Levantamento da Scot Consultoria mostra que, entre janeiro e abril, todas as principais praças pecuárias do país registraram valorização, evidenciando um movimento consistente de alta impulsionado pela disputa por animais padrão exportação.
Mato Grosso lidera alta do boi China e confirma força no mercado exportador
O destaque absoluto foi o estado de Mato Grosso, que apresentou valorização de 19,5% no período, seguido de perto por Rondônia (19,2%). Esses números refletem não apenas a forte presença exportadora dessas regiões, mas também a maior competitividade logística e disponibilidade de animais aptos ao mercado chinês.
Na sequência aparecem:
- Tocantins: 15,4%
- Pará (Redenção e Marabá): 15,3%
- Mato Grosso do Sul: 14,8%
- Pará (Paragominas): 13,8%
- São Paulo: 13,6%
- Goiás: 13,0%
Esses dados reforçam que a valorização não foi pontual, mas sim um movimento nacional, puxado principalmente pela demanda externa e pela busca por animais jovens, bem acabados e dentro dos padrões exigidos pela China.
Sudeste e Sul registram altas mais moderadas
Embora também tenham apresentado avanço, algumas regiões tiveram desempenho mais contido. É o caso de:
- Minas Gerais (exceto Sul): 10,5%
- Paraná: 8,7%
- Espírito Santo: 5,6%
A menor variação no Espírito Santo indica um mercado menos pressionado pela exportação direta ou com menor participação no fluxo do boi China, o que reduz o impacto imediato da demanda internacional sobre os preços locais.
Cota chinesa avança rapidamente e pressiona mercado
Outro ponto de atenção é o ritmo acelerado de preenchimento da cota estabelecida pela China. Segundo os dados, até o fim de março, 46,3% do volume permitido já havia sido utilizado.
Para abril, a projeção é ainda mais agressiva: o preenchimento pode atingir 64,9%, considerando as 205,5 mil toneladas embarcadas entre fevereiro e março e ainda em trânsito para o país asiático.
Esse avanço rápido acende um alerta importante:
quanto mais próxima do limite a cota estiver, maior tende a ser a disputa por animais padrão exportação, especialmente por parte dos frigoríficos habilitados para a China.
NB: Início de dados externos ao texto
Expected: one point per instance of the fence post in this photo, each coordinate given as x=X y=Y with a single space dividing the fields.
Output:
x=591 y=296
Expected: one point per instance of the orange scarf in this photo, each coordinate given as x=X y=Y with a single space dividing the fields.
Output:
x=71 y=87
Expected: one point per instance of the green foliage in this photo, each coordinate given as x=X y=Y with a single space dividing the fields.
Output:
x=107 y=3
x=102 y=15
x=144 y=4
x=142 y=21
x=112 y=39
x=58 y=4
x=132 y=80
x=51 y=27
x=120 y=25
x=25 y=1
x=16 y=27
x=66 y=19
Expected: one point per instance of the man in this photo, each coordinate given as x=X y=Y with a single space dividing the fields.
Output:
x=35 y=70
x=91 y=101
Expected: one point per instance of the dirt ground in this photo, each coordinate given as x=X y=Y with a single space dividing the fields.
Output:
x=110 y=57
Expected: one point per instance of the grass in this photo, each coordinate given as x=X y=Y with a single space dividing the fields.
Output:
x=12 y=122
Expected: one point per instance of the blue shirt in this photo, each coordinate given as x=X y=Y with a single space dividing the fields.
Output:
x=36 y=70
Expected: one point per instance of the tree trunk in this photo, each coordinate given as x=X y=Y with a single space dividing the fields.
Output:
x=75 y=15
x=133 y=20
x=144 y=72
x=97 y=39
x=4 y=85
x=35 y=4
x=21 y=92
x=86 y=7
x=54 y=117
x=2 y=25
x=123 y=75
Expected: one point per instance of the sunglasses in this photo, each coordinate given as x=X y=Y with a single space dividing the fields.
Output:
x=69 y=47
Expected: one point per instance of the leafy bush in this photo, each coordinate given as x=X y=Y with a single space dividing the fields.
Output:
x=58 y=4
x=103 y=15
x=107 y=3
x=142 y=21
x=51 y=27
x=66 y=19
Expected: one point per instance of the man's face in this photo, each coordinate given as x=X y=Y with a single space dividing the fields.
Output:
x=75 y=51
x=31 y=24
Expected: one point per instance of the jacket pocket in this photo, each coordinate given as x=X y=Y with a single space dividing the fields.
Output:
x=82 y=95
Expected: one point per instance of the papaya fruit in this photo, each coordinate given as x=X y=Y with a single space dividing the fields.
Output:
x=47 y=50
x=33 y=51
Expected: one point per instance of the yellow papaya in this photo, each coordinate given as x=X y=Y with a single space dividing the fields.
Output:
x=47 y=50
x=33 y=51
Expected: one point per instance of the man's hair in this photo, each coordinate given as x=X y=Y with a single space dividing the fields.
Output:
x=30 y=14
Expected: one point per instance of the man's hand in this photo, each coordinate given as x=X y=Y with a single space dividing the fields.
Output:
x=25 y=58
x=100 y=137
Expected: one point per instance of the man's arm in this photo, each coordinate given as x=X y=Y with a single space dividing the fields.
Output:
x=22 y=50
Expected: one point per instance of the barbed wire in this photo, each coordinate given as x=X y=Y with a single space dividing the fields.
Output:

Oferta restrita e demanda firme sustentam valorização
O cenário de alta também encontra sustentação em fatores estruturais do ciclo pecuário. A redução no abate de fêmeas nos anos anteriores e a menor oferta de animais terminados contribuem para um ambiente de escassez relativa.
Com isso, o boi China passa a ter um ágio cada vez mais relevante sobre o boi comum, ampliando a diferença de preços e reforçando a estratégia de produção voltada à exportação.
O que esperar para os próximos meses
A tendência para o restante do ano dependerá diretamente de dois fatores principais:
- Velocidade de preenchimento da cota chinesa
- Capacidade de reposição de animais terminados no mercado interno
Caso o limite seja atingido antes do previsto, o mercado pode enfrentar um novo ajuste, com possíveis mudanças na dinâmica de preços. Por outro lado, enquanto houver espaço dentro da cota, a pressão compradora deve continuar sustentando as cotações em níveis elevados.
O fato é que a salvaguarda chinesa, longe de esfriar o mercado, acabou intensificando a disputa pelo boi padrão exportação — e reposicionando o Brasil dentro de uma nova lógica global de oferta e demanda na carne bovina.